日本に住み、中国について一般的な知見を持つ人は、「中国は自由がない国だ。国民が選挙でリーダーを選ぶ権利がないし、政府の批判をすることさえ許されない。また、国が国民の個人情報を集めていて、プライバシーもない。そんな国の、どこが自由なのか」と、おおむねこのように考えるのではないでしょうか。
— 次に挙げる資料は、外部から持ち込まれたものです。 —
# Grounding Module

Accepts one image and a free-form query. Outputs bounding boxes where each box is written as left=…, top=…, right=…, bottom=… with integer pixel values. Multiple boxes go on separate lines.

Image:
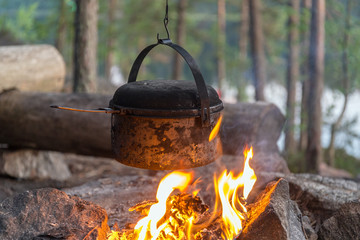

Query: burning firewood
left=105, top=147, right=256, bottom=240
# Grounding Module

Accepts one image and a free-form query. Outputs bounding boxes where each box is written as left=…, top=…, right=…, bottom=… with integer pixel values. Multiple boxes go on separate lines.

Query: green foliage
left=325, top=0, right=360, bottom=92
left=334, top=148, right=360, bottom=176
left=285, top=151, right=306, bottom=173
left=4, top=2, right=39, bottom=42
left=286, top=148, right=360, bottom=176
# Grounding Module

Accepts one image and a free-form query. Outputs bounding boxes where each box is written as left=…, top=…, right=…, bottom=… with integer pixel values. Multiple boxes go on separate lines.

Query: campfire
left=106, top=147, right=256, bottom=240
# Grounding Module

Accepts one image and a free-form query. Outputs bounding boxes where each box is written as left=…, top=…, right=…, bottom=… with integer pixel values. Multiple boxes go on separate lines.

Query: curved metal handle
left=128, top=41, right=210, bottom=126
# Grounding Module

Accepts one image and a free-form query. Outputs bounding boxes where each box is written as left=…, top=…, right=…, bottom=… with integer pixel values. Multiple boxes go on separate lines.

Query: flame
left=134, top=171, right=193, bottom=240
left=106, top=146, right=257, bottom=240
left=209, top=115, right=223, bottom=142
left=214, top=146, right=257, bottom=239
left=241, top=147, right=257, bottom=199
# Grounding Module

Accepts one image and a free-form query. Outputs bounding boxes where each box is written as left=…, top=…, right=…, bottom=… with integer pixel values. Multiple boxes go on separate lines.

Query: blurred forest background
left=1, top=0, right=360, bottom=176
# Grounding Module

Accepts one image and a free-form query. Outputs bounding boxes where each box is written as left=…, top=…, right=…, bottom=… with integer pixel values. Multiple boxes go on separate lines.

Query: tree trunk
left=327, top=0, right=351, bottom=167
left=105, top=0, right=117, bottom=81
left=217, top=0, right=226, bottom=94
left=299, top=0, right=312, bottom=151
left=55, top=0, right=67, bottom=56
left=239, top=0, right=249, bottom=58
left=73, top=0, right=98, bottom=93
left=0, top=45, right=65, bottom=92
left=249, top=0, right=266, bottom=101
left=285, top=0, right=300, bottom=155
left=172, top=0, right=187, bottom=80
left=306, top=0, right=325, bottom=173
left=237, top=0, right=249, bottom=102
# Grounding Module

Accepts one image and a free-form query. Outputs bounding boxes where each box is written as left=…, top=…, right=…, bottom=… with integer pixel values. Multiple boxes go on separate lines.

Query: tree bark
left=327, top=0, right=351, bottom=167
left=105, top=0, right=117, bottom=81
left=73, top=0, right=98, bottom=93
left=172, top=0, right=187, bottom=80
left=217, top=0, right=226, bottom=93
left=239, top=0, right=249, bottom=58
left=249, top=0, right=266, bottom=101
left=285, top=0, right=300, bottom=155
left=237, top=0, right=249, bottom=102
left=306, top=0, right=325, bottom=173
left=0, top=45, right=65, bottom=92
left=216, top=0, right=226, bottom=94
left=299, top=0, right=311, bottom=151
left=0, top=91, right=286, bottom=161
left=55, top=0, right=67, bottom=56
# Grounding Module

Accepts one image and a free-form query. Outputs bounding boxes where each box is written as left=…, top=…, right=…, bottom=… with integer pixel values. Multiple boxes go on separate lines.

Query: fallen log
left=0, top=45, right=65, bottom=92
left=0, top=89, right=112, bottom=158
left=0, top=90, right=286, bottom=168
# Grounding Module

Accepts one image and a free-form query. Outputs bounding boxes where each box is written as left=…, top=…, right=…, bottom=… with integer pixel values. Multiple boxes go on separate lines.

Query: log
left=0, top=45, right=65, bottom=92
left=221, top=102, right=285, bottom=155
left=0, top=91, right=286, bottom=165
left=0, top=89, right=112, bottom=158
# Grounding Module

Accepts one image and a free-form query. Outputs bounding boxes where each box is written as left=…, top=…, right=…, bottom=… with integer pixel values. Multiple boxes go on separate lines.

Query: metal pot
left=110, top=41, right=223, bottom=170
left=52, top=40, right=223, bottom=170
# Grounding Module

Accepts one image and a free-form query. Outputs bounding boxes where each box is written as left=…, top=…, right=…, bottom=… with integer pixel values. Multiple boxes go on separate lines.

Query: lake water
left=221, top=82, right=360, bottom=159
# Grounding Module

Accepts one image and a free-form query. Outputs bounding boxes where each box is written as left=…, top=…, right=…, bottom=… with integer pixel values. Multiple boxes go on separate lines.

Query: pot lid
left=109, top=79, right=223, bottom=118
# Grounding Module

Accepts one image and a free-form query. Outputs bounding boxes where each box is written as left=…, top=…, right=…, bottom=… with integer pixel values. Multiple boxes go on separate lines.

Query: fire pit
left=104, top=147, right=256, bottom=240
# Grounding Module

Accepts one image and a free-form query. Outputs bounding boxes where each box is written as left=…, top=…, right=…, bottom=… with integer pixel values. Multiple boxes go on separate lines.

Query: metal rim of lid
left=109, top=101, right=223, bottom=118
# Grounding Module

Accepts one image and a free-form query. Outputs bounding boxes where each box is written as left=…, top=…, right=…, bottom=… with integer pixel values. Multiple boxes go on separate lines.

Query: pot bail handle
left=128, top=41, right=211, bottom=127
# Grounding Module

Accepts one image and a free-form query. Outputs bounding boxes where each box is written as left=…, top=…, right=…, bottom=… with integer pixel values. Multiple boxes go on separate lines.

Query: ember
left=106, top=147, right=256, bottom=240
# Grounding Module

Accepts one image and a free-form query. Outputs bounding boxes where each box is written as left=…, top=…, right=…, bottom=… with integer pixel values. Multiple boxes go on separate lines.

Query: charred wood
left=239, top=179, right=308, bottom=240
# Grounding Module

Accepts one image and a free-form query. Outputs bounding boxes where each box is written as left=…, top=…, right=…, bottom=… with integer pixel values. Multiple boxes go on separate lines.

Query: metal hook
left=157, top=0, right=171, bottom=43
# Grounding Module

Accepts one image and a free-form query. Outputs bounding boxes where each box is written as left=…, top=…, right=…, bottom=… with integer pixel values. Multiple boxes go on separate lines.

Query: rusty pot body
left=109, top=41, right=223, bottom=170
left=111, top=112, right=222, bottom=170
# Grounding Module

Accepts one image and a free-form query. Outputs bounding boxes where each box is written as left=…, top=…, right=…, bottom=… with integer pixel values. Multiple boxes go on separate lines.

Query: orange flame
left=209, top=115, right=223, bottom=142
left=106, top=147, right=257, bottom=240
left=214, top=146, right=257, bottom=239
left=134, top=171, right=193, bottom=240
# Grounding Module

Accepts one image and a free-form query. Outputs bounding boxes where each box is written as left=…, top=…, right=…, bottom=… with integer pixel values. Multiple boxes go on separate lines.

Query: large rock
left=284, top=173, right=360, bottom=222
left=318, top=202, right=360, bottom=240
left=253, top=172, right=360, bottom=212
left=248, top=171, right=360, bottom=234
left=64, top=174, right=162, bottom=228
left=0, top=188, right=109, bottom=240
left=239, top=179, right=309, bottom=240
left=0, top=150, right=71, bottom=180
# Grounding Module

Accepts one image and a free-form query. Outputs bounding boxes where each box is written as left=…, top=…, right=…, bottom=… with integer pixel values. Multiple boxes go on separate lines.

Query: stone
left=246, top=171, right=360, bottom=234
left=318, top=202, right=360, bottom=240
left=284, top=173, right=360, bottom=221
left=64, top=174, right=162, bottom=229
left=238, top=179, right=308, bottom=240
left=0, top=188, right=109, bottom=240
left=0, top=150, right=71, bottom=181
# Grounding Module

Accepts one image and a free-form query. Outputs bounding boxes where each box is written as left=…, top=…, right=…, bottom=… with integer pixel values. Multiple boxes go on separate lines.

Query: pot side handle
left=127, top=41, right=211, bottom=127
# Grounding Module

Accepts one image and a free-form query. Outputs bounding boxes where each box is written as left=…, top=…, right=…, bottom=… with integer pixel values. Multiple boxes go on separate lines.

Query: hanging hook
left=157, top=0, right=172, bottom=44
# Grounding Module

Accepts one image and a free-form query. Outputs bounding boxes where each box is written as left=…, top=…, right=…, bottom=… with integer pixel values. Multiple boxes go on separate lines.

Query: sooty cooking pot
left=110, top=41, right=223, bottom=170
left=52, top=40, right=223, bottom=170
対して、当事者である中国人に同じ質問をすると、その多くは「中国は自由な国だ」と答えます。そのロジックはさまざまですが、ともあれ知る限りでは中国の人々はおおむね、諸外国に比べて中国が特別に不自由だとは感じていません。

この食い違いは、どこから生まれるのでしょうか。

「中国には自由がない」ことへの中国人の各種反論

たとえば「国民が政治を批判できない」ことを指摘されたときの中国人の反応は、9割がた「そんなこと(政治批判)をできなくたって、普通の人は困らない。政府がちゃんとしていればそれで文句はない」というようなものになります。

政府批判ができる自由など、なくたって困らないと言うのが「普通の中国人」の意見です(もちろん、そう考えない人もいますが)。
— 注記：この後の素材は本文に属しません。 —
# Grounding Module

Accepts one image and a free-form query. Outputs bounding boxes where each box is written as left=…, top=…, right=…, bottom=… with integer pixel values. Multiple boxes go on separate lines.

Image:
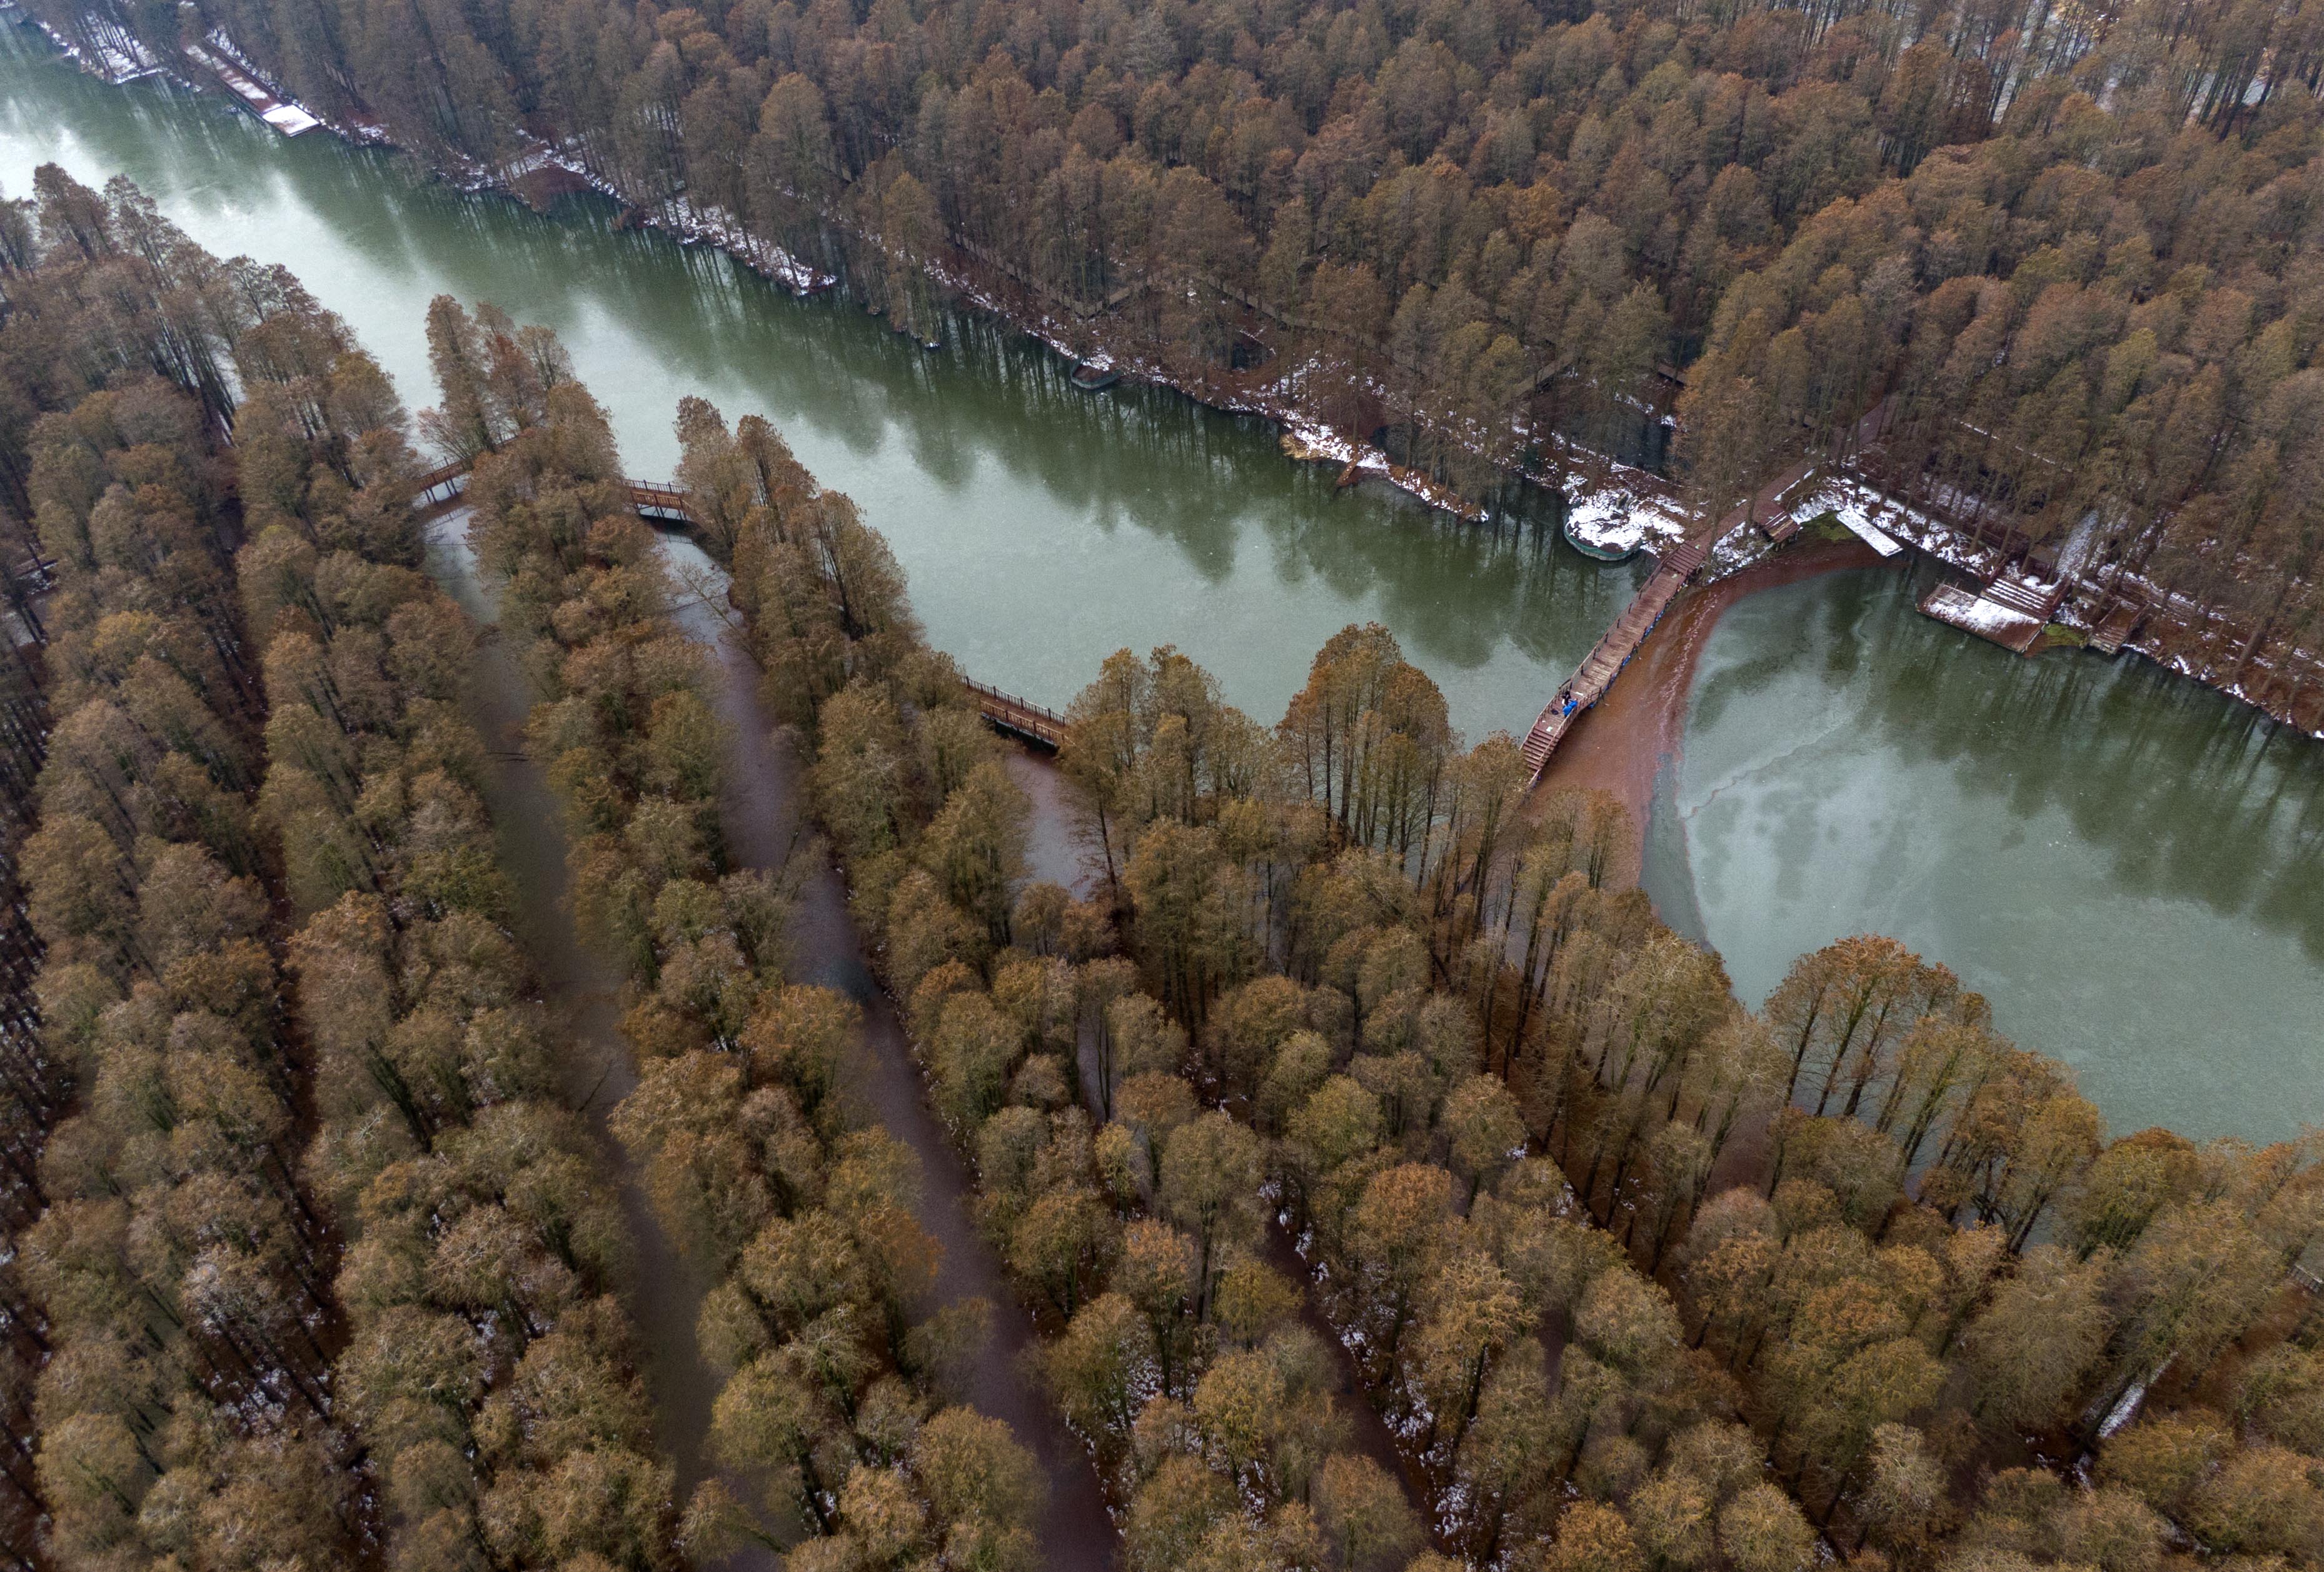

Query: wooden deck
left=1917, top=570, right=2064, bottom=656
では「選挙がない」ことに関してはどうでしょうか。中国にはいちおう小さい行政単位においては代表を選ぶための直接選挙がありますが、それらはまっとうな民主選挙としては機能しておらず、その存在すら認識していない人がほとんどです。

しかしこれに関しても、「外国の選挙だって完璧ではない。特定の団体によって操作されたり、政府がメディアを利用して国民を操作しようとしてる。選挙があればいいというものではない」ということで切り返されます。

「政府が情報を集めて、国民を監視している」については? これも同様に、「他の国だって情報を集めたり、監視したりはしている。程度の違いでしかない。それに、政府が情報を集めることで便利になっている部分もある(例:「健康コード」によって個人の位置情報を管理するコロナ対策など)。だいたい、情報をとられても困るのは悪いことをしている人だけで、普通の人には関係ない」というような意見が返ってきます。

つまり、中国において諸外国から「自由がない」とみなされているような要素というのは、多くの中国人にとっては「どちらでもいいこと」、もしくは「程度の問題」としてしか捉えられていません。

この認識のズレこそが、中国における自由を「ソト」から見た場合と、「ウチ」から見た場合の食い違いを生んでいます。

厳しいルールの中のバッファとしての「自由がある」

上記したのは「自由がない」ことへの反論であって、「自由がある」ことの根拠にはなっていません。では、中国の人々は、どのようなことでもって中国での日常に「自由がある」ことを感じとっているのでしょうか。